Hi, I think I found the same problem on some instances of MegaPose-Shapenet. Here are the RGB images obtained by masking the instance 000118_000005 with the mask of the 9th object:
Instead by inverting the mask the result is as expected:
Edit: I noticed that in this case the object bounding box is still correct. In order to detect objects with flipped mask, one could simply compute the bounding box from the mask: if this is different from the ground truth one, than the mask is flipped or wrong.
@jcorsetti Yes, I did the same thing to detect failure cases. This is a bit ugly but I leave this patched function just for reference.
def rle_to_binary_mask(rle, bbox_visib=None):
"""Converts a COCOs run-length encoding (RLE) to binary mask.
:param rle: Mask in RLE format
:return: a 2D binary numpy array where '1's represent the object
"""
binary_array = np.zeros(np.prod(rle.get('size')), dtype=bool)
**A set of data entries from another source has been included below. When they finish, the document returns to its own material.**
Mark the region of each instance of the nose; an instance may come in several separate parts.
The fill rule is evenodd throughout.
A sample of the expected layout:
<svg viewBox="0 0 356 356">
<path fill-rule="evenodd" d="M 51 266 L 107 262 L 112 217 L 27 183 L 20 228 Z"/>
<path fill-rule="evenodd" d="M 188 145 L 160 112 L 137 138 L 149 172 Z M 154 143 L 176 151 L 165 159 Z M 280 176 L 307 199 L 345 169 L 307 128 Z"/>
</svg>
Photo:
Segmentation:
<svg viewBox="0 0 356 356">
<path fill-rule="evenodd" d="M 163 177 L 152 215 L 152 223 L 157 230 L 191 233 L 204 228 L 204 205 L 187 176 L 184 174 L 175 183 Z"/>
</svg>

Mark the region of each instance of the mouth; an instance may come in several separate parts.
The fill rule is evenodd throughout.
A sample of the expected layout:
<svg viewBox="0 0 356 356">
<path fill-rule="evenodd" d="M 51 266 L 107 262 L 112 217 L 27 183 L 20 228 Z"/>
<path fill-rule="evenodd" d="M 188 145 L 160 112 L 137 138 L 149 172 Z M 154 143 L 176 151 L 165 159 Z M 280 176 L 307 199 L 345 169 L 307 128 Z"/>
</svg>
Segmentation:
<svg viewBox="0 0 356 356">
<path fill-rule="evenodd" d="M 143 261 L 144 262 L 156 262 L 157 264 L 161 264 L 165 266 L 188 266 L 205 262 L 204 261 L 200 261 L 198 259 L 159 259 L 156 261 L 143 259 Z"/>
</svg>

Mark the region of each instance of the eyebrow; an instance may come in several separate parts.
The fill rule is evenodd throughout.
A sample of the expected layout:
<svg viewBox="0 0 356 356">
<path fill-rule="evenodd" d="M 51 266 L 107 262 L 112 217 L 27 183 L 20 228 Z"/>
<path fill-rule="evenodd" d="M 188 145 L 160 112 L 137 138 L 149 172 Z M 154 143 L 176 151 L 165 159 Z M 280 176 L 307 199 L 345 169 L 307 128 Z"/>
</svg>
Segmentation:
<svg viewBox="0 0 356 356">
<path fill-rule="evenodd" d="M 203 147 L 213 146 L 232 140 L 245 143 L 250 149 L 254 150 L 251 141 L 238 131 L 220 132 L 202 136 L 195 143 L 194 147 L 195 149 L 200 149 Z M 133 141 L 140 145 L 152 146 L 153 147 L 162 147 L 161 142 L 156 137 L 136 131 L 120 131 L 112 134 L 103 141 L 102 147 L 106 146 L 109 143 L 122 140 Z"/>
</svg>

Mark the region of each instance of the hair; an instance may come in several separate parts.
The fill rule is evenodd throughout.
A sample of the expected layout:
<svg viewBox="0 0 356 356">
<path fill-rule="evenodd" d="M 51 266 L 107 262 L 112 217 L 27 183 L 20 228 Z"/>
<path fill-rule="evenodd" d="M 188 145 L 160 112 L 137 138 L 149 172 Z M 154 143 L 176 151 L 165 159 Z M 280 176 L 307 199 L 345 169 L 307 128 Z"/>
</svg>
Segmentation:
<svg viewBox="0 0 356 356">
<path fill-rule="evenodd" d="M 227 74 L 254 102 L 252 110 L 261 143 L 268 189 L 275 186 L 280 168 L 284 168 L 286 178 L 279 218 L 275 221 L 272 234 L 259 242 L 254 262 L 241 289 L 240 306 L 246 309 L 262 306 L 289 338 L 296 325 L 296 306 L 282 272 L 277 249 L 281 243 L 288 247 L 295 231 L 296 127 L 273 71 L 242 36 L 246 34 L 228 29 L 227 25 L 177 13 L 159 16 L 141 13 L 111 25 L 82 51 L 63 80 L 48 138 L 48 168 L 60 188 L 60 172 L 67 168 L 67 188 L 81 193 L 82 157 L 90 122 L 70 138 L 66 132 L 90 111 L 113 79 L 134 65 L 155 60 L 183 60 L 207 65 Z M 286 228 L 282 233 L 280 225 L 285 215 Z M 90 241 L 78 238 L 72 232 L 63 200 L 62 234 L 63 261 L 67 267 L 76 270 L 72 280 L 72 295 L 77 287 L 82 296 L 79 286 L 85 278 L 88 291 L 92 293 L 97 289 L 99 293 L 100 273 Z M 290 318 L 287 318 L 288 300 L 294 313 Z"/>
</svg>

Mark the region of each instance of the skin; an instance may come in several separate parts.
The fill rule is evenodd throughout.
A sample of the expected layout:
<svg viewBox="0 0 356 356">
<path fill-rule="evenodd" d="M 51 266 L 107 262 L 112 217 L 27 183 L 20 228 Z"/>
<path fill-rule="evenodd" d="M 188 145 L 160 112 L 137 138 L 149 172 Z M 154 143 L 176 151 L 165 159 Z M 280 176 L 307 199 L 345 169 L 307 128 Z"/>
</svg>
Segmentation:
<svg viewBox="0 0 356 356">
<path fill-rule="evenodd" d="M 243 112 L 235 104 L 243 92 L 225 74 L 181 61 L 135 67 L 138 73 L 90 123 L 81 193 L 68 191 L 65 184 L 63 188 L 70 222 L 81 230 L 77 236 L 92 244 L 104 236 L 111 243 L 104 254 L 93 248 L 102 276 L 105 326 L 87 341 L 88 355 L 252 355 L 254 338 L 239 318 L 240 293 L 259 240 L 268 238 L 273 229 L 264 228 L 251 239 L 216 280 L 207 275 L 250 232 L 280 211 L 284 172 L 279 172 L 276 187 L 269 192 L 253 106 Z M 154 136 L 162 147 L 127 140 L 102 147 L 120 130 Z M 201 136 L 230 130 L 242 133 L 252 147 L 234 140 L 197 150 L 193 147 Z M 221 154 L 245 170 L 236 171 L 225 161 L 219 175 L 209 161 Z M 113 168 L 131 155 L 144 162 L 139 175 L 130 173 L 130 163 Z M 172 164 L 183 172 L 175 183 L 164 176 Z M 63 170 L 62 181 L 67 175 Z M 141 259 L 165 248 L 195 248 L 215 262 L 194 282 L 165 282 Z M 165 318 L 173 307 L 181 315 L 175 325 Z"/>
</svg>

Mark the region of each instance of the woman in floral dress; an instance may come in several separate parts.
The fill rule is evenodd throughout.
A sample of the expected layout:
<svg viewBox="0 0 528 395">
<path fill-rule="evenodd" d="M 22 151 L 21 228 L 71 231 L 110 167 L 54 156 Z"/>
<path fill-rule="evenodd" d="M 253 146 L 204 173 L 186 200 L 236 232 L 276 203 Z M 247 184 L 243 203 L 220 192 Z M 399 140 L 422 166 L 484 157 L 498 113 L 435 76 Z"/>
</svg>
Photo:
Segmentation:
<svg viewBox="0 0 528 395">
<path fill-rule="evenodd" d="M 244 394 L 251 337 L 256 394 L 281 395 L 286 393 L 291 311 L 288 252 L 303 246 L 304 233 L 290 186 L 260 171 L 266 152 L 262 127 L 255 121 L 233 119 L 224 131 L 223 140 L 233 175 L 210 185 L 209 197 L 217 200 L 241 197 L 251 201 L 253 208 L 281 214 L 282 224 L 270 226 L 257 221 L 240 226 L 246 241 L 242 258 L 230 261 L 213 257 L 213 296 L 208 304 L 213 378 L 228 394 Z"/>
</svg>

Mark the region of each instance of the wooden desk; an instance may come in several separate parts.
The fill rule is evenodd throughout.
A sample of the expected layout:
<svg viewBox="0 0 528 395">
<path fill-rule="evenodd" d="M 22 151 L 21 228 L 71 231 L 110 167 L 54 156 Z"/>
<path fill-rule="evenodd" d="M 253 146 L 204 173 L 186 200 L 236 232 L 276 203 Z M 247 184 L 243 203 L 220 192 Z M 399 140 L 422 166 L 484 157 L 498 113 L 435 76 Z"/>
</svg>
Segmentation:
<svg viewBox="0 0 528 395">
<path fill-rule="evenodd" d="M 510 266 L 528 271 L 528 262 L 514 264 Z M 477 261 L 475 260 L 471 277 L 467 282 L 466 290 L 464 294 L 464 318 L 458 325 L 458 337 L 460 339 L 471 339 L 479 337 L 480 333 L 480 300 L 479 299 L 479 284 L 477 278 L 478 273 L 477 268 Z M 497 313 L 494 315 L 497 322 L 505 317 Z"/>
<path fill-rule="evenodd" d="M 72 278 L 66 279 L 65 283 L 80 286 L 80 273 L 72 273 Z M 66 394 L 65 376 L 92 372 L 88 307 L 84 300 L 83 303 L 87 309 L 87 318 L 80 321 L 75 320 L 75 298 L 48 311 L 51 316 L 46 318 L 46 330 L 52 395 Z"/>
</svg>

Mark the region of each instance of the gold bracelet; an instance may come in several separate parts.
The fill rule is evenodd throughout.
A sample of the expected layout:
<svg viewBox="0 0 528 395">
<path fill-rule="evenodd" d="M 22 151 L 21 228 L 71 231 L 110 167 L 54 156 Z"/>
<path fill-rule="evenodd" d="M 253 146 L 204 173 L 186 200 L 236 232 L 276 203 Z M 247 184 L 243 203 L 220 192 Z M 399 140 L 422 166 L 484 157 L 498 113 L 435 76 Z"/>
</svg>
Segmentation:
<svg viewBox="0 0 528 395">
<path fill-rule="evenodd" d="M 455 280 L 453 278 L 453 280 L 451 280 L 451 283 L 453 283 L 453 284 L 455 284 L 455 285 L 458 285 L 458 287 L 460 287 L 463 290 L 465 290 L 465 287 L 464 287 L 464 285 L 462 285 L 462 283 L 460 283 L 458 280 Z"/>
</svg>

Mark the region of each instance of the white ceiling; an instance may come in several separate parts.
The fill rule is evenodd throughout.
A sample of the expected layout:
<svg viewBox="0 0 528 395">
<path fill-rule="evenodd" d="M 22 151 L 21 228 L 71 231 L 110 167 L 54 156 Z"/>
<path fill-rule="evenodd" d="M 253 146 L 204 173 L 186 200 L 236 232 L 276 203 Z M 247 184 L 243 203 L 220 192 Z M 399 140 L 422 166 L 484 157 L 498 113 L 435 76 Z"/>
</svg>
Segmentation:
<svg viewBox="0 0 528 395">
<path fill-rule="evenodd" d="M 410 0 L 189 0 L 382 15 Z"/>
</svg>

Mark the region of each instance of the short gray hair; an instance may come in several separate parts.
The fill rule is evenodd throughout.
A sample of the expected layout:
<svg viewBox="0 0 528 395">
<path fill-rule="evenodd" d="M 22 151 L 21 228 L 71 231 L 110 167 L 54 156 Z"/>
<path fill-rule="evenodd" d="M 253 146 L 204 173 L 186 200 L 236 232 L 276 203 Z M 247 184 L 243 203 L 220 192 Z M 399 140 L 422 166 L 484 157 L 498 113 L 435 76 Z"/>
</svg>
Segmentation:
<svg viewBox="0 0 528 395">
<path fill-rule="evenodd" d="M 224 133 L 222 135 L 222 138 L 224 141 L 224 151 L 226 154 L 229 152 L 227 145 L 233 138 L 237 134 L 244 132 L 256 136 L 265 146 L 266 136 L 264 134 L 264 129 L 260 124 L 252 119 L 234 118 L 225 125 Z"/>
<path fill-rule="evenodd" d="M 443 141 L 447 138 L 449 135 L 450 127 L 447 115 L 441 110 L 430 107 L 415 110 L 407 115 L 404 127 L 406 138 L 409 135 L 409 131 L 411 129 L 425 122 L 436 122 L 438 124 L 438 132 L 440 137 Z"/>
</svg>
counts = rle.get('counts')
start = 0
if bbox_visib is not None and len(counts) % 2 == 0 and bbox_visib[0] == 0 and bbox_visib[1] == 0:
counts.insert(0, 0)
for i in range(len(counts)-1):
start += counts[i]
end = start + counts[i+1]
binary_array[start:end] = (i + 1) % 2
binary_mask = binary_array.reshape(*rle.get('size'), order='F')
return binary_mask
I found RLE instance masks were flipped for a truncated object on the left-top corner of an image (e.g., 000002_000012, 011864_000019). You can reproduce this easily just by using an RLE decoding function in BlenderProc for these frames. I think the quick fix could be detecting the object and appending 0 to the beginning of RLE to flip the mask.
I see these flipped masks in almost 8-10% of all the frames. Could you confirm and fix it when you have time?
Thank you!
Flipped mask (011864_000019)![011864_000019_flip](https://github.com/thodan/bop_toolkit/assets/7430471/cda87d7d-3445-4ea8-be4b-a6ae79095a2c)
Correct mask (011864_000019)![011864_000019](https://github.com/thodan/bop_toolkit/assets/7430471/27e56474-40c0-4926-b90a-15f12b320e73)